L’altro non è sempre erotizzato. Vladimir Nabokov, nelle Lezioni sulla letteratura, scrive che l’intellettuale deve stare nella torre d’avorio ma che questa deve permettere di scendere di tanto in tanto per andare a mangiare o far salire un amico, all’occorrenza. Molti saturnini erano artisti e molti scrittori erano saturnini. Una delle strategie di sopravvivenza (temporanea) che è possibile contrapporre a quell’esperienza è l’ironia, come Plath mostra e nega. Per deflettere il proprio carattere distruttivo si può ricorrere all’ironia. Non a caso, Freud disse che ogni suicidio era un omicidio mancato.

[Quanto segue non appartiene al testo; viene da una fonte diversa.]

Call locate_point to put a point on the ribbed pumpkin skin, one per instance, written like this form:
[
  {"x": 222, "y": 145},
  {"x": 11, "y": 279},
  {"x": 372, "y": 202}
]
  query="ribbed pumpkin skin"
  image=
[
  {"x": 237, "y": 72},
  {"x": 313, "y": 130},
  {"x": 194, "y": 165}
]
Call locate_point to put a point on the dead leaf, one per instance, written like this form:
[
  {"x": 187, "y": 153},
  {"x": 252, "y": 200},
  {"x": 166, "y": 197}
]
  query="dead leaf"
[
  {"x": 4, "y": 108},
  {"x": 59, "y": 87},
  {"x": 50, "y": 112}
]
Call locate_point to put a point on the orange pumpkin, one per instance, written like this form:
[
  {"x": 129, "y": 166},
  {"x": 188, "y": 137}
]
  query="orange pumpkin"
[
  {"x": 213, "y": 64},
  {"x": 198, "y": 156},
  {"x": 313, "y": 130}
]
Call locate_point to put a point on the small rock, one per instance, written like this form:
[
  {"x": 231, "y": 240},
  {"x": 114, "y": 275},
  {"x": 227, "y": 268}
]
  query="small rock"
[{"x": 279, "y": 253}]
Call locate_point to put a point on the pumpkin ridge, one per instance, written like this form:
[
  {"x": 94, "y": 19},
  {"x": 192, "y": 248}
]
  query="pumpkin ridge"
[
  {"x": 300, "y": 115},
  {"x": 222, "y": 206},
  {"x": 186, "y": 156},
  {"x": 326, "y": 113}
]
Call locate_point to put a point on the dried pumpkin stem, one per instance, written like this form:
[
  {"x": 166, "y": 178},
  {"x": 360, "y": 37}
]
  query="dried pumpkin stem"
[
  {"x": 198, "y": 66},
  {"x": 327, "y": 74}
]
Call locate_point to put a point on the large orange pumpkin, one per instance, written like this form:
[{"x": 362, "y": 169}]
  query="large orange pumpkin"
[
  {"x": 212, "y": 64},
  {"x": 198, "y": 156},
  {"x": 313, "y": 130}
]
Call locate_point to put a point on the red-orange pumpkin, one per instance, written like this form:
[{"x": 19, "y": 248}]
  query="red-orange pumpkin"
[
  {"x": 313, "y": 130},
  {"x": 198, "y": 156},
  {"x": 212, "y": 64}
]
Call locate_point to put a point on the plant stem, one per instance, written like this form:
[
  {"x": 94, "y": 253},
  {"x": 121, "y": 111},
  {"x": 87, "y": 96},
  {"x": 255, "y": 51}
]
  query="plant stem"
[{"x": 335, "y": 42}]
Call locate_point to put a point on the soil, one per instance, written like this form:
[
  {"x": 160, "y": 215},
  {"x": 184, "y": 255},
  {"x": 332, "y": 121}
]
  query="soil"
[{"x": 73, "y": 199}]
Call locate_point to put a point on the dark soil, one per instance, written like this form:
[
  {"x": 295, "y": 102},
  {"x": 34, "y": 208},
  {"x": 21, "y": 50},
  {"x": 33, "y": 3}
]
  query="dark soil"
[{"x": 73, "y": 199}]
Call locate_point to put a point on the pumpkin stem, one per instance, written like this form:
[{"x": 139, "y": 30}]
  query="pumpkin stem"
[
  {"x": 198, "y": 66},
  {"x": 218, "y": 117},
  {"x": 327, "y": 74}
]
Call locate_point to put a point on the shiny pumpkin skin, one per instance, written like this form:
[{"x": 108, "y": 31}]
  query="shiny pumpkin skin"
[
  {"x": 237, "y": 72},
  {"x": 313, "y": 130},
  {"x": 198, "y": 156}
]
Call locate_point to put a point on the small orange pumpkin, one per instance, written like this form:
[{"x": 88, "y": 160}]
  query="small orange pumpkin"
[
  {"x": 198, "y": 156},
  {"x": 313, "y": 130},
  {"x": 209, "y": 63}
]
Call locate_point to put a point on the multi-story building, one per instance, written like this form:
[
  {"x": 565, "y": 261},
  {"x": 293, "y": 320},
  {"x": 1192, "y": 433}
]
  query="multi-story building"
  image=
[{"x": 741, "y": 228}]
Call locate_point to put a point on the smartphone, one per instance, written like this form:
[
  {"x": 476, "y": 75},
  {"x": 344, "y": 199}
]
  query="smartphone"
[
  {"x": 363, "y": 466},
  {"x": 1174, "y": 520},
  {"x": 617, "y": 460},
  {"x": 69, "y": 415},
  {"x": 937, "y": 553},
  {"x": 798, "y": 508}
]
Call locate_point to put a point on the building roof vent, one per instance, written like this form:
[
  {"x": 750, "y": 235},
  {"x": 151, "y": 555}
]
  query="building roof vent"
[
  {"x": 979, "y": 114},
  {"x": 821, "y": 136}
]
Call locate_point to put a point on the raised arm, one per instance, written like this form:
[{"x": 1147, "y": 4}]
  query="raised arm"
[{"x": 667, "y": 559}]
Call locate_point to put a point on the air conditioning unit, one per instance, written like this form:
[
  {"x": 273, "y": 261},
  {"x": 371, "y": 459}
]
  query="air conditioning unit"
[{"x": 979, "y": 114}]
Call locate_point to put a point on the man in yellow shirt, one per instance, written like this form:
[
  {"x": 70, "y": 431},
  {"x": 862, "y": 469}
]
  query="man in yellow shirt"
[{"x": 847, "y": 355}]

L’impossibilità dell’ironia

William Styron, in Un’oscurità trasparente, fa un’asciutta cronaca, priva di alcuna enfasi, della propria esperienza depressiva, che descrive come un collasso delle proprie capacità. Nel testo non c’è traccia di ironia. Non è opera semplice raggiungere la capacità di distanziarsi da sé mentre si collassa e ci si confonde con gli oggetti intorno, perdendo ogni facoltà interpretativa – se non quella dilatata a dismisura contro se stessi –, per aderire alla mossa ironica. Se non nei momenti di tregua dalla disperazione, momenti che forse, talvolta, coincidono con l’atto creativo.

Note

Note
1La successione di sconfitte segna quella che Enzo Traverso ha chiamato malinconia di sinistra , l’equilibrio irraggiungibile tra la constatazione della distruzione alle spalle e la difficoltà di andare avanti con un progetto di liberazione, trasformando il titolo di un testo di Benjamin dell’inizio degli anni Trenta su alcuni intellettuali tedeschi che non apprezzava, a partire da un libro di poesie di Erich Kästner. Il testo omonimo di Traverso, non a caso, dedica diverse pagine a Le fond de l’air est rouge di Chris Marker, riflessione sulla sconfitta del ’68 globale, a cui non segue un abbandono del desiderio rivoluzionario.